I disagree. Let me tell you why.
First, I think you're drawing lines where they don't really need to be drawn. Toxic masculinity is inherently homophobic. I don't really see a need to distinguish the two.
Second, when people label all male-male affection as "gay," they're sexualizing normal platonic behaviors.
Imagine a society in which there is zero discrimination against gay people, but male-male affection is still seen as "gay." In that society, straight men would still avoid male-male affection, because nobody wants to send the wrong message about their identity. (I know I hate it when people assume I'm straight and ask what kind of girls I like.)
How is that homophobic? Because now, only gay men can be affectionate with other men in public. And that means gay men are the only ones who will immediately reveal their orientation by showing affection to their friends. It draws unnecessary attention to gay couples and puts them in the spotlight.
Now let's get back to our society, in which being gay is still not 100% okay. Putting gay men in the spotlight will make them apprehensive about simply being themselves in public. You might as well force them to wear a pink triangle on their shirt sleeves.
And yes, that's true even if it's a gay man making this statement.
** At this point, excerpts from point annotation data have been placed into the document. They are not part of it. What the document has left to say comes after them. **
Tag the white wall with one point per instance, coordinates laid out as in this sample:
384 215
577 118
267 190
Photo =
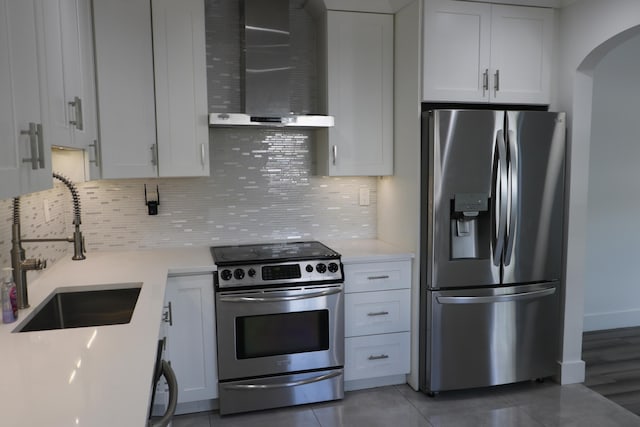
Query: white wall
612 294
399 195
588 30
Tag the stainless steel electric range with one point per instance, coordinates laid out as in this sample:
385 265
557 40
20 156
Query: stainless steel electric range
280 325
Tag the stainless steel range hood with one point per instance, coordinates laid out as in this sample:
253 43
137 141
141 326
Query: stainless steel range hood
266 72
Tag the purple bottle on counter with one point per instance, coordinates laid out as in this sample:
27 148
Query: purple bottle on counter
9 302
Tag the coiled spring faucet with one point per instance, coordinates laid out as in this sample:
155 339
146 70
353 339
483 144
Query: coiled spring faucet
21 264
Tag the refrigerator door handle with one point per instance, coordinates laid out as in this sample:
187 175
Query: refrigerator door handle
514 173
502 196
497 298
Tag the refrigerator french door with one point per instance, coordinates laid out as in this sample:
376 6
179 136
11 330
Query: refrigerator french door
491 236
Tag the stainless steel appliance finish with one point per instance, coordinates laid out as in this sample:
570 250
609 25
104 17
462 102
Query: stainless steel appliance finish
280 325
488 336
491 232
266 71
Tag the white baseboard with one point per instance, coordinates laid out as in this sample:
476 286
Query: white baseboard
611 320
374 382
571 372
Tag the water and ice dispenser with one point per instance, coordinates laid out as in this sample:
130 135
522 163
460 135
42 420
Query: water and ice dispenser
470 226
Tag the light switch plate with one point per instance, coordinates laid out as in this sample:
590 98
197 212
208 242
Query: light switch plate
364 197
47 210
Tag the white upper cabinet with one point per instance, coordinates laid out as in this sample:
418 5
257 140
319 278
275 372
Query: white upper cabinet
360 95
131 88
521 45
479 52
25 151
70 113
181 87
124 77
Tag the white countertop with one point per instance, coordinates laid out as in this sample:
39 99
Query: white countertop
95 376
102 376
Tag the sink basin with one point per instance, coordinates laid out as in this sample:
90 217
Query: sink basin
79 307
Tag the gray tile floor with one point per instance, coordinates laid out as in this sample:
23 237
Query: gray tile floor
523 405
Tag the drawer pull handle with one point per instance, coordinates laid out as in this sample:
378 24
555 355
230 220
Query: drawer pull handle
380 357
378 313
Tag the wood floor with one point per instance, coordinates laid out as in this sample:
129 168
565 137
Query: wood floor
613 365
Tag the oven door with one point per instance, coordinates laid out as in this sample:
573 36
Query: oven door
273 331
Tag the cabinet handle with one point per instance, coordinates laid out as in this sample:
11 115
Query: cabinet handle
386 276
154 154
485 82
167 316
96 153
78 121
40 145
33 145
378 313
380 357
He's hurting himself by not letting straight men show platonic affection.
To give you an even simpler analogy:
Imagine if wearing blue meant "I'm a doctor." Of course, there's no stigma associated with being a doctor, but eventually non-doctors would stop wearing blue because they wouldn't want people to think they can offer medical advice or save a life.
Then doctors would be immediately identifiable every time they wore blue, which in itself is a form of discrimination. Then, they might stop wearing blue also just to avoid being singled out. So now we have a society in which no one can wear a really nice and versatile color just because we made weird assumptions about it.